Cette semaine, Pauline Marois, ancienne première ministre du Québec, dont on retrouve le témoignage dans le livre Histoires de leadership, qui sort ces jours-ci, répond à nos questions sur le leadership.

Dans une société moderne qui ne cesse de parler d’équité et d’inclusion, les jeunes femmes s’étonnent qu’une seule femme dans l’histoire du Québec ait pu accéder à la tête de la province. Est-ce un mauvais concours de circonstances ?

Il n’y a pas beaucoup de modèles de femmes qui ont exercé des fonctions de si haut niveau à travers le monde. On en voit maintenant dans les pays nordiques, du côté de l’Océanie, de l’Australie et en France. Mais on part de loin. Un peu comme le Québec partait de loin au moment de la Révolution tranquille. On a eu le droit de vote en 1940, on l’a exercé en 1944. On a eu lentement accès à l’université dans les professions reconnues et bien rémunérées. L’Assemblée nationale est en zone paritaire, pour la première fois, depuis 2022. Quand on y pense, le chemin parcouru en plus d’un demi-siècle est énorme. Ce sont des changements culturels et sociologiques majeurs, et c’est normal que ça prenne un peu de temps. On voudrait que ce soit plus rapide, on est impatiente, mais c’est tout ce contexte qu’il faut considérer quand on regarde la fonction de première ministre.

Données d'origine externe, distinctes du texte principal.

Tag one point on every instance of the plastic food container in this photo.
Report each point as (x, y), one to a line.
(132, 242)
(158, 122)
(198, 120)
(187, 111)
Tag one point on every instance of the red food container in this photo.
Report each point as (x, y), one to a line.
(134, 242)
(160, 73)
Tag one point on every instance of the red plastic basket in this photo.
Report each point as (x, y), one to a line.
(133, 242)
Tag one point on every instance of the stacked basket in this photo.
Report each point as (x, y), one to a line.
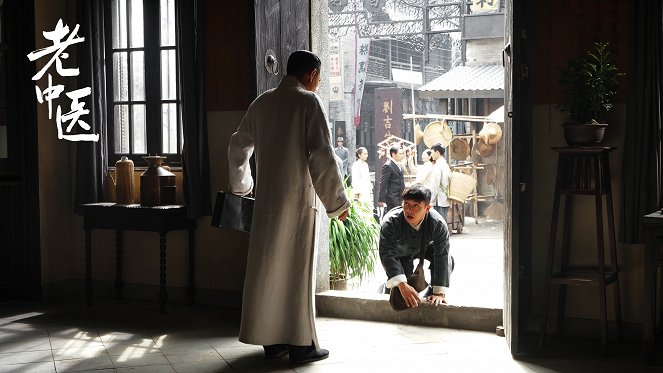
(461, 186)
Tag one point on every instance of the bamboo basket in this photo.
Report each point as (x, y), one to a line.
(461, 186)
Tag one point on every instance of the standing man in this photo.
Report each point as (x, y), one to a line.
(439, 181)
(344, 154)
(277, 303)
(391, 180)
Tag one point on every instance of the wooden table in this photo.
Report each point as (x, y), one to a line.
(160, 219)
(653, 225)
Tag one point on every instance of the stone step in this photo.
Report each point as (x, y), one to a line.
(375, 307)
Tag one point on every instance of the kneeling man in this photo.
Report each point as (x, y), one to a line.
(400, 239)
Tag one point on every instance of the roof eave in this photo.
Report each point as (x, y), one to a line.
(491, 93)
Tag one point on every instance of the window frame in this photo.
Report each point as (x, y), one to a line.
(154, 128)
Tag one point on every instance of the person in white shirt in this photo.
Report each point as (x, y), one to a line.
(424, 171)
(439, 182)
(362, 187)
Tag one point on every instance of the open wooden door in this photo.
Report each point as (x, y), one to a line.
(282, 27)
(517, 129)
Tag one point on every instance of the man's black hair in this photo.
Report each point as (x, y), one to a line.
(418, 193)
(438, 148)
(301, 62)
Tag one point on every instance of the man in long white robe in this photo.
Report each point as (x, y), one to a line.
(287, 129)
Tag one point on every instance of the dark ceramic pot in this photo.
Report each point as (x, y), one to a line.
(584, 134)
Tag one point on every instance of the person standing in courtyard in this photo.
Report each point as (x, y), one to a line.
(344, 154)
(362, 187)
(392, 182)
(439, 181)
(277, 303)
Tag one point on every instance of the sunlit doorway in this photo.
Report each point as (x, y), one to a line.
(439, 64)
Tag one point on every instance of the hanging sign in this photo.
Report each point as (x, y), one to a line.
(337, 5)
(374, 5)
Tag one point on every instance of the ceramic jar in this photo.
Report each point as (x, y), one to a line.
(157, 185)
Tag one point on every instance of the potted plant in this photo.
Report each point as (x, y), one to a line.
(353, 244)
(588, 85)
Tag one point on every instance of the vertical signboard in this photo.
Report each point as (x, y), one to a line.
(362, 46)
(388, 122)
(388, 113)
(335, 70)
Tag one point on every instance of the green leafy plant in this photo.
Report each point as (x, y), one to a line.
(353, 243)
(588, 85)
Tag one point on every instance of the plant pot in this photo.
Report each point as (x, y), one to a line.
(584, 134)
(341, 284)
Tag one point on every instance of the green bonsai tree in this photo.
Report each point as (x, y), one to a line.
(588, 85)
(353, 243)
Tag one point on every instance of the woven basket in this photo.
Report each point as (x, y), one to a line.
(460, 186)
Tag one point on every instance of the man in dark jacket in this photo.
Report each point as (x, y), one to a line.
(391, 181)
(400, 237)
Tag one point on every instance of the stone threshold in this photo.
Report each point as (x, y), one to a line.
(375, 307)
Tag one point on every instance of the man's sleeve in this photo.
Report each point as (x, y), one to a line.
(322, 163)
(384, 182)
(240, 150)
(441, 258)
(388, 254)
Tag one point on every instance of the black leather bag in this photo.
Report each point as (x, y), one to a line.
(417, 279)
(233, 212)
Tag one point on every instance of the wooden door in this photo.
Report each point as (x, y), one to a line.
(282, 27)
(518, 212)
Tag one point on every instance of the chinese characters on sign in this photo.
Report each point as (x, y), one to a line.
(388, 113)
(335, 70)
(481, 6)
(361, 62)
(51, 92)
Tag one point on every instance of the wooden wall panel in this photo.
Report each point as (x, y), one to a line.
(564, 29)
(230, 82)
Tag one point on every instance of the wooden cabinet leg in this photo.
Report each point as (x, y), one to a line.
(88, 267)
(163, 293)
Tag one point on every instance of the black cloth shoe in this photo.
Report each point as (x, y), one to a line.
(274, 351)
(307, 354)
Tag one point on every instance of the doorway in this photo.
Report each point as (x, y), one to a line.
(425, 79)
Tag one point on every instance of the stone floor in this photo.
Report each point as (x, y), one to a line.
(123, 336)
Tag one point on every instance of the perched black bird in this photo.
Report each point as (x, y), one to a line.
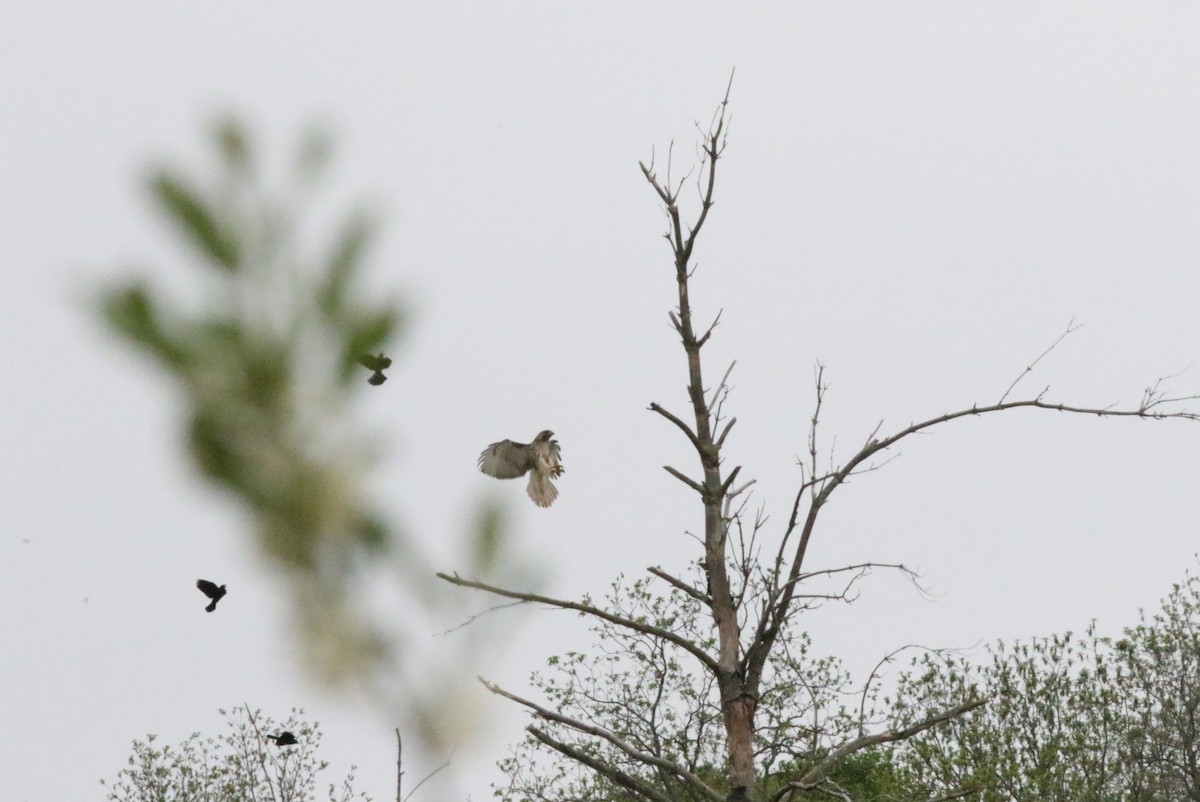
(377, 363)
(213, 591)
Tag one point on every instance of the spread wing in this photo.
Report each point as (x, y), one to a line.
(208, 588)
(507, 460)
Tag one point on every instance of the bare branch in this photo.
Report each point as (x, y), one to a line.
(691, 483)
(604, 770)
(1029, 369)
(720, 441)
(611, 737)
(621, 621)
(684, 428)
(703, 337)
(817, 772)
(679, 584)
(420, 783)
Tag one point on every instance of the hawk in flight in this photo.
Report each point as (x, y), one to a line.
(539, 459)
(213, 591)
(283, 738)
(378, 364)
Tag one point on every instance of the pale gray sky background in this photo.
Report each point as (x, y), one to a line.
(919, 195)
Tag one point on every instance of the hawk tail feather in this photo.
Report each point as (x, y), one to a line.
(541, 490)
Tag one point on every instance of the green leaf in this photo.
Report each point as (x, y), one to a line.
(343, 261)
(184, 203)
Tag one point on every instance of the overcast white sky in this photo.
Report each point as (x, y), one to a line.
(919, 195)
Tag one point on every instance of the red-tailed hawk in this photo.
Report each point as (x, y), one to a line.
(539, 459)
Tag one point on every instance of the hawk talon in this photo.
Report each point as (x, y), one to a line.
(540, 459)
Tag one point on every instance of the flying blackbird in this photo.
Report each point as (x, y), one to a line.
(377, 363)
(213, 591)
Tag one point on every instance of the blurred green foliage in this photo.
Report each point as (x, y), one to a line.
(235, 766)
(1069, 718)
(268, 365)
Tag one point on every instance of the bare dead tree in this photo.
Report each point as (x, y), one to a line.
(751, 602)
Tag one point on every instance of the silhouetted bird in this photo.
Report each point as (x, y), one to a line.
(377, 363)
(213, 591)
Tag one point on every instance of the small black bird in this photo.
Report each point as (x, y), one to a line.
(377, 363)
(213, 591)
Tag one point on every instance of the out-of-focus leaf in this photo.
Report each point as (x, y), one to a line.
(372, 533)
(367, 333)
(184, 203)
(131, 311)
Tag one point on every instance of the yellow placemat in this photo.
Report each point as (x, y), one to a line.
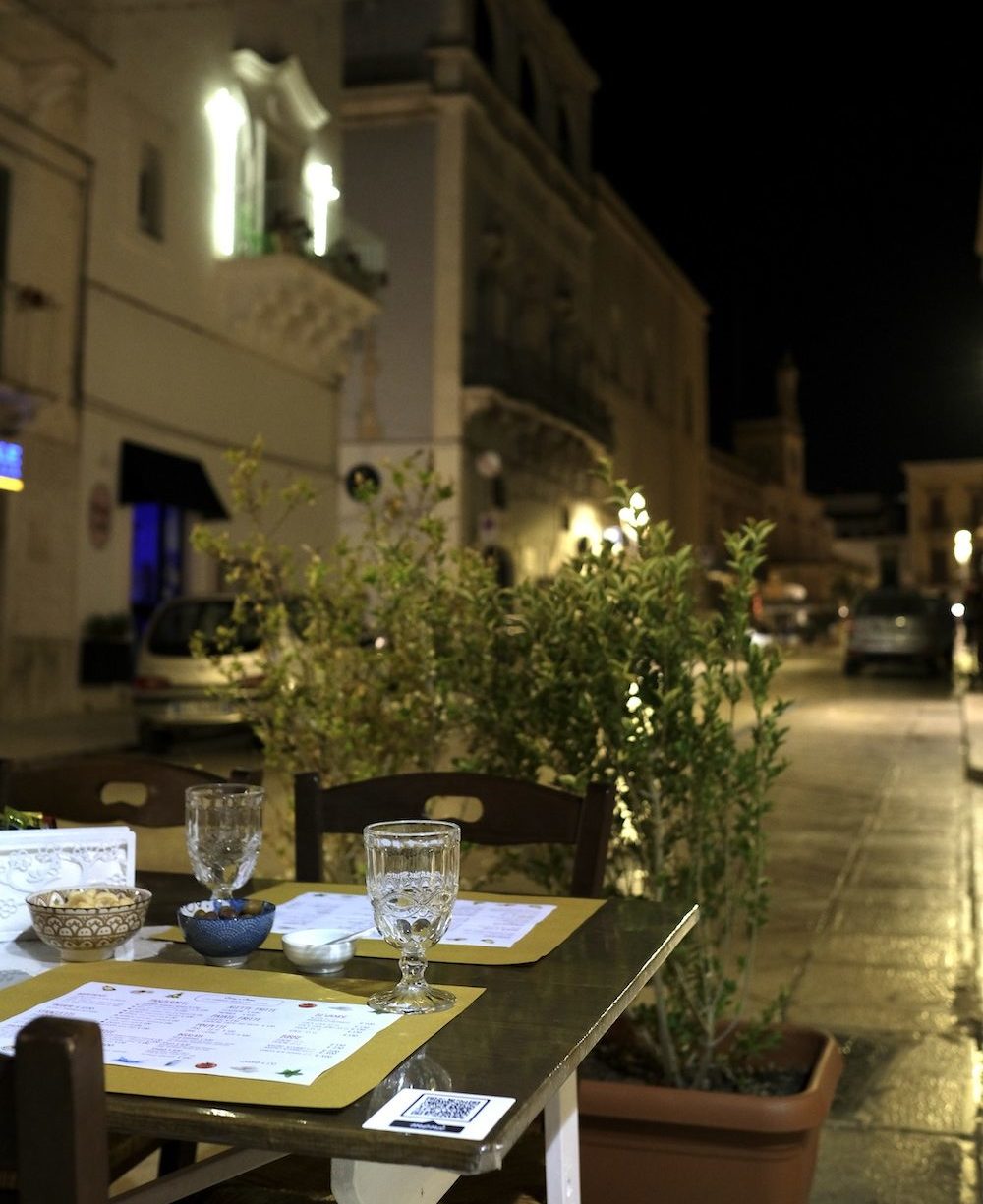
(335, 1089)
(565, 918)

Comment doit-on préparer la prochaine génération de leaders et de présidentes ? À qui cette responsabilité ? Vous avez déjà donné un bon coup de pouce en créant des garderies accessibles à tous. Est-ce que c’est la société qui doit en faire plus, l’école ou les parents ?

Autant l’école, les parents que les institutions doivent travailler la confiance. Souvent, les femmes ont tendance à se sous-estimer en termes de capacité à exercer le leadership. Cette question de confiance, on la reconnaît et on la soutient davantage chez les jeunes garçons. J’ai été privilégiée, car chez mes parents, il n’y avait pas de distinction entre les garçons et les filles. Même si mes parents exerçaient leurs fonctions de façon traditionnelle, tout était accessible aux deux sexes, et je crois que ç’a joué dans mon cas. Il y a aussi l’ambition qu’on valorise moins chez une femme. C’est plus négatif. Un jour, j’ai dû répondre à un chroniqueur qui m’avait traitée d’ambitieuse comme si c’était mal. Or, il faut justement être ambitieuse en maudit pour devenir première ministre !

Est-ce qu’il y a une qualité sur laquelle les femmes devraient miser ?

Notre grande rigueur. On est très exigeantes vis-à-vis de nous-mêmes. C’est une qualité qui a son revers, parce qu’on voudrait être parfaites pour accéder à des postes de responsabilités. Il reste que c’est une qualité qu’on devrait rechercher chez les leaders, et les femmes ont développé davantage cet aspect de leurs compétences et de leur personnalité.

Dans le livre, vous expliquez qu’en donnant plus de responsabilités à vos équipes, vous les avez senties plus motivées et engagées. En ces temps de pénurie de main-d’œuvre, comment peut-on tirer son équipe vers le haut ?

Une des caractéristiques d’un leader, c’est de savoir s’entourer de gens consciencieux, qui ont de bonnes expériences et qui sont même plus compétents que le leader dans certains champs professionnels. Une fois qu’on a fait les bons choix, il faut être capable de déléguer. Plus on va faire confiance, plus les gens vont s’engager, plus ils vont donner le meilleur d’eux-mêmes, car ils vont sentir que les résultats à atteindre et les plans à définir reposent sur leurs épaules. Dans les dernières années, on a délégué plus de gestes aux infirmières et aux pharmaciens, des gestes autrefois exécutés par les médecins. Je crois qu’on devrait leur donner encore plus de tâches et de latitude afin qu’ils mettent encore plus à profit leur talent et leur expérience.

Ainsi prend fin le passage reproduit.